Multi-objective multi-item fixed-charge solid transportation problem under twofold uncertainty

• Published in: Neural computing & applications Vol. 31; no. 12; pp. 8593 - 8613
• Main Authors: Roy, Sankar Kumar, Midya, Sudipta, Weber, Gerhard-Wilhelm
• Format: Journal Article
• Language: English
• Published: London Springer London 01.12.2019; Springer Nature B.V
• Subjects: Artificial Intelligence; Computational Biology/Bioinformatics; Computational Science and Engineering; Computer Science; Data Mining and Knowledge Discovery; Fuzzy systems; Goal programming; Image Processing and Computer Vision; Multiple objective analysis; Original Article; Probability and Statistics in Computer Science; Transportation problem; Weighted goal programming; Fuzzy programming; Multi-objective programming; Fuzzy-rough variable; Twofold uncertainty; TOPSIS; Fixed-charge solid transportation problem
• ISSN: 0941-0643; 1433-3058
• DOI: 10.1007/s00521-019-04431-2

In this paper, we investigate a multi-objective multi-item fixed-charge solid transportation problem (MOMIFCSTP) with fuzzy-rough variables as coefficients of the objective functions and of the constraints. The main focus of the paper is to analyze MOMIFCSTP under a fuzzy-rough environment for a transporting system. In practical situations, the parameters of a MOMIFCSTP are imprecise in nature, due to several uncontrollable factors. For these reasons, we introduce the fuzzy-rough variables in MOMIFCSTP to tackle vague data which are different from fuzziness and roughness. Fuzzy-rough expected-value operator is employed to convert fuzzy-rough MOMIFCSTP into deterministic MOMIFCSTP. Thereafter, we develop a methodology to solve the deterministic MOMIFCSTP by technique for order preference by similarity to ideal solution (TOPSIS).
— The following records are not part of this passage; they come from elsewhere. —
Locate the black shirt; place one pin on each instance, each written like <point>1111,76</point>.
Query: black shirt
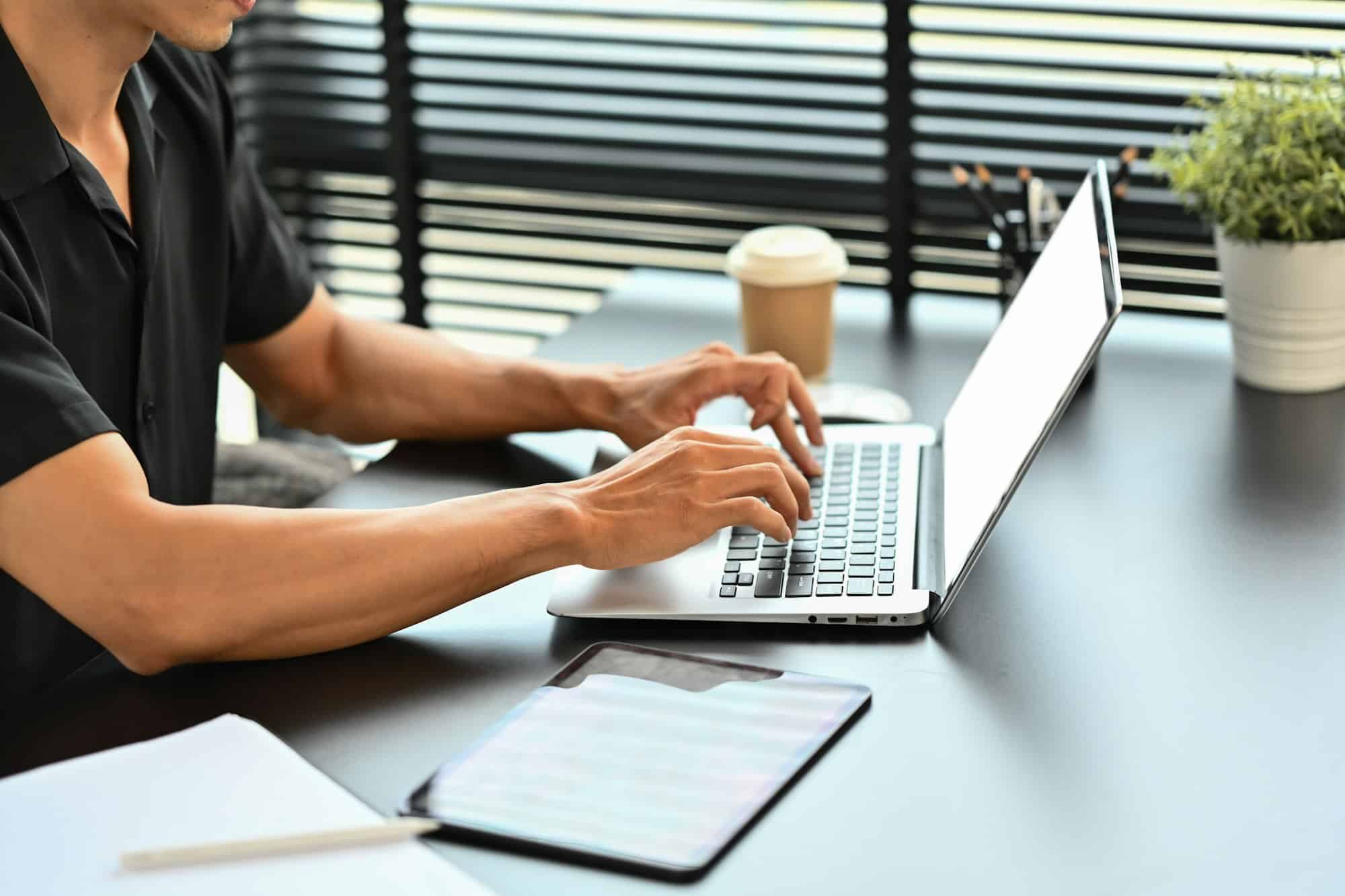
<point>107,327</point>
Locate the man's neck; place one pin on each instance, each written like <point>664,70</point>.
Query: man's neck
<point>79,54</point>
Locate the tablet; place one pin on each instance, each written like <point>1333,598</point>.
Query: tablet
<point>640,759</point>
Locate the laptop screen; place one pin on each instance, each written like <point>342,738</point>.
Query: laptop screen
<point>1027,373</point>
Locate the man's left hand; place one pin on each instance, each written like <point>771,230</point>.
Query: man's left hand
<point>656,400</point>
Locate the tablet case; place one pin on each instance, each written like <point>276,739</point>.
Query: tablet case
<point>640,759</point>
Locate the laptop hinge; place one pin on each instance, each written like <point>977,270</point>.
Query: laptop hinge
<point>930,573</point>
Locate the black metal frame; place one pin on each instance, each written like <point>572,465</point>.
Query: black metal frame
<point>900,196</point>
<point>404,154</point>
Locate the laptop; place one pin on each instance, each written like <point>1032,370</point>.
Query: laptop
<point>902,512</point>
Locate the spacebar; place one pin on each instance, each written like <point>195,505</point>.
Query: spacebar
<point>770,583</point>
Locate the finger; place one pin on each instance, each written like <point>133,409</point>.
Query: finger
<point>789,436</point>
<point>802,400</point>
<point>758,481</point>
<point>750,512</point>
<point>732,456</point>
<point>767,385</point>
<point>778,391</point>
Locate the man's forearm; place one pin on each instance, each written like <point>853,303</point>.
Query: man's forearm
<point>392,381</point>
<point>239,583</point>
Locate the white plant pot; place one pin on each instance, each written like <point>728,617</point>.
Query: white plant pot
<point>1286,310</point>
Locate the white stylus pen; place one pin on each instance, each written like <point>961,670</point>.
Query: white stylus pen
<point>392,830</point>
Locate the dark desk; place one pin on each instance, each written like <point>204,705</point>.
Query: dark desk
<point>1137,693</point>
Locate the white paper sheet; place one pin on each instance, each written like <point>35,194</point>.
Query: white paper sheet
<point>65,826</point>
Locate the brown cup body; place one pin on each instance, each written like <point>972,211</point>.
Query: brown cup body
<point>793,321</point>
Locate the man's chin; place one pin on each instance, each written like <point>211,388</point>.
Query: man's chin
<point>202,40</point>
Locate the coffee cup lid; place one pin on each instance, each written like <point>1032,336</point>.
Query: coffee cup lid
<point>787,256</point>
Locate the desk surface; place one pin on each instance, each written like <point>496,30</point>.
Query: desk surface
<point>1137,693</point>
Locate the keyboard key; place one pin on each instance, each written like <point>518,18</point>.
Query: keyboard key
<point>859,587</point>
<point>770,584</point>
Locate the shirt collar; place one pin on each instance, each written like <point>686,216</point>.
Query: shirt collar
<point>34,153</point>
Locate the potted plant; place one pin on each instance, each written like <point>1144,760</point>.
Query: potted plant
<point>1269,171</point>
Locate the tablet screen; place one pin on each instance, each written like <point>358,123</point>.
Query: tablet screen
<point>638,771</point>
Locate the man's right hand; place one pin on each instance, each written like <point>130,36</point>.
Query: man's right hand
<point>679,491</point>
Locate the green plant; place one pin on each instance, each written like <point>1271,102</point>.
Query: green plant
<point>1270,162</point>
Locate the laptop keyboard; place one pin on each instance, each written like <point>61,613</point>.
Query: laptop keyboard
<point>848,548</point>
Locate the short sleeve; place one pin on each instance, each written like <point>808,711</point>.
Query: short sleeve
<point>270,279</point>
<point>45,408</point>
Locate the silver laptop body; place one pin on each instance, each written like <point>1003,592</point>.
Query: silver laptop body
<point>905,512</point>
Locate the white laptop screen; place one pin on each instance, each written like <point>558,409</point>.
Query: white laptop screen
<point>1031,365</point>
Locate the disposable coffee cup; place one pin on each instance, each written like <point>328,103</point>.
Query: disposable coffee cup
<point>789,278</point>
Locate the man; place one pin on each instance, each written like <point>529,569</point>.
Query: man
<point>138,251</point>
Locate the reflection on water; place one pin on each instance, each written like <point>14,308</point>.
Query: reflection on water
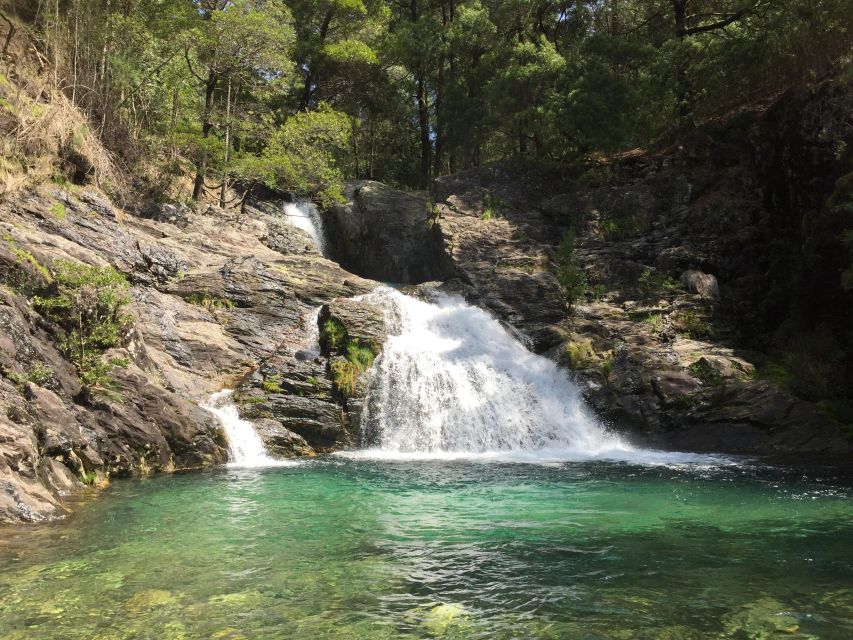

Three distinct approaches, namely extended TOPSIS, weighted goal programming (WGP) and fuzzy programming, are used to derive Pareto-optimal solution from the suggested model. A comparison is drawn among the optimal solutions which are derived from different approaches. It is observed from the extracted results that TOPSIS provides a better optimal solution than WGP and fuzzy programming. TOPSIS also overcomes some difficulties which arise in WGP. Finally, a real-world (industrial) problem is incorporated to show the applicability and feasibility of the proposed problem.